New this year was a drone racing track on an adjacent grassy field, right on the river.
Also new was a constant program of three rooms of hands-on workshops ranging from Scratch to assembling laser-cut loom kits. Workshops sold out within 3 hours of posting!
I particularly loved this open source loom project and workshop by Lisbon Maker Lionel Alegre, fabricated at FabLab Lisboa.

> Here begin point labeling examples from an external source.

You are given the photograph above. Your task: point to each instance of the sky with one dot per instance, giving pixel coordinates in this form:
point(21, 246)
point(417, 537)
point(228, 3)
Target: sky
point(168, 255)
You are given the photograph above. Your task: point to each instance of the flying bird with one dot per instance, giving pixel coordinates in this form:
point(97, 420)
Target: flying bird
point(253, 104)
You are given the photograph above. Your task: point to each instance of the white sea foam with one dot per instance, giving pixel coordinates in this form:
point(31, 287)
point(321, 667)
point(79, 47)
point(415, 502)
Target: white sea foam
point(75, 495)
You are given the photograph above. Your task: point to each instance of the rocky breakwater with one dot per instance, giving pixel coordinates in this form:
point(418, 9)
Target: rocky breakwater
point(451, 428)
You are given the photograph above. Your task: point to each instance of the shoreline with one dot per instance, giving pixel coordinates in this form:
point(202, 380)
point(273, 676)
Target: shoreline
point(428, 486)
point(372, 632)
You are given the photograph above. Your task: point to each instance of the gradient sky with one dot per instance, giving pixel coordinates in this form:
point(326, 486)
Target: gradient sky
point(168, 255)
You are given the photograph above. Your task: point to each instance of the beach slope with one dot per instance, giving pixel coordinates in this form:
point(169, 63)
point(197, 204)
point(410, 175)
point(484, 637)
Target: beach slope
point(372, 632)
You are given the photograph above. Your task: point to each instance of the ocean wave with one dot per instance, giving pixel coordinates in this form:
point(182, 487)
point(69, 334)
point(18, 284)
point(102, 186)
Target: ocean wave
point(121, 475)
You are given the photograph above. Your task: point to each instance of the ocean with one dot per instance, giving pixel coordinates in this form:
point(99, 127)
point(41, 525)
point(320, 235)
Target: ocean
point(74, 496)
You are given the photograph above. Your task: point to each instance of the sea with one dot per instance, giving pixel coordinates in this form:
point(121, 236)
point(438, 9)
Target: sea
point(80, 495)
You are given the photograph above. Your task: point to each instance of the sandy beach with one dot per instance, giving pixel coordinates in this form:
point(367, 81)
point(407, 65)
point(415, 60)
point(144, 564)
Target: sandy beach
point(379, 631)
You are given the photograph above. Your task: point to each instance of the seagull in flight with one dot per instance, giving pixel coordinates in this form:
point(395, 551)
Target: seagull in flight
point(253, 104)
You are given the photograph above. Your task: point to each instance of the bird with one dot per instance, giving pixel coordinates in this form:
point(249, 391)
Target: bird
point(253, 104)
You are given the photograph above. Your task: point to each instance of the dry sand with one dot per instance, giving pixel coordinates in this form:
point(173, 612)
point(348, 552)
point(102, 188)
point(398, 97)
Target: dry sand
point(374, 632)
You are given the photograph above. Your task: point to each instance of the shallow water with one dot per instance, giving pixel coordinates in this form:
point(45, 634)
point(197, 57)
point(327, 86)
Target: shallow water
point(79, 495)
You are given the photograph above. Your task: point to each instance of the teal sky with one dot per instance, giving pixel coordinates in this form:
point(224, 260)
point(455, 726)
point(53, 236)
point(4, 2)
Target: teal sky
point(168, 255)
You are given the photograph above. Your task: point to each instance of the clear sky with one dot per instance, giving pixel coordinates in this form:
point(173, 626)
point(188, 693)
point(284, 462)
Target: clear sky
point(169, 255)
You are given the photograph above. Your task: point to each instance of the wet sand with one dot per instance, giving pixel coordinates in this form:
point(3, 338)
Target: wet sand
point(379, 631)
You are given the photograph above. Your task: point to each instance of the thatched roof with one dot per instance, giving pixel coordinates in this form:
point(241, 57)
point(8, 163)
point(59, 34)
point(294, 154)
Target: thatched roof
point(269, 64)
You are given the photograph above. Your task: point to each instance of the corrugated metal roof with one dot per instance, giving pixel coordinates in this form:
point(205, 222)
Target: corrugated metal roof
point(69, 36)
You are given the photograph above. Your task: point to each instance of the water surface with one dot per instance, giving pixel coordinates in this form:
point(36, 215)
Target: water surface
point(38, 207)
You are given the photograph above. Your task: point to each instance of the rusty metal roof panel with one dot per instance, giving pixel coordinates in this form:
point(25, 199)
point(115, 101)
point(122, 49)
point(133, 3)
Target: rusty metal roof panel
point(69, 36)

This brick project below has a great backstory. Miguel Ferreria’s family has owned and operated Prélis Ceramics since 1927, and he is the fifth generation to contribute to the health and direction and success of the company. As part of his head of Marketing & Innovation role, Miguel has been collaborating with Makerspace.PT (“Do It Together” is their slogan) in his town of Palmela to design a new, stronger brick design that interlocks. He is also working on overall production energy efficiency and 3D printed biomass insulation solution for the bricks. This was his and Prelis’ first Maker Faire.
It’s great to see the local “success story” Maker companies participating as sponsors of the event, including BeeVeryCreative 3D printing company, electronics supplier In Motion, and DIY biosignals platform Bitalino.
There was lots of tech but also some great “analog” making. Beards on Boards had a longboard (skateboard) making project going all weekend that culminated in this very awesome custom Makey board — signed by all the MFLisbon Makers!
I got to spend some time screen printing with this local textiles maker Alexandra Costa. Those are my new shirts on the wall!
One other unique aspect of this Faire: opening and closing ceremonies with acknowledgements and music.
Maker Faire Lisbon 2015 really was a fantastic showcase for Portuguese Makers, with a palpable feeling of an active and growing community. Congratulations and many thanks to the people that drove this event home: Celso Martihno and his team from SAPO, and Ines Vala and the team from Pavilhão do Conhecimento. Obrigada!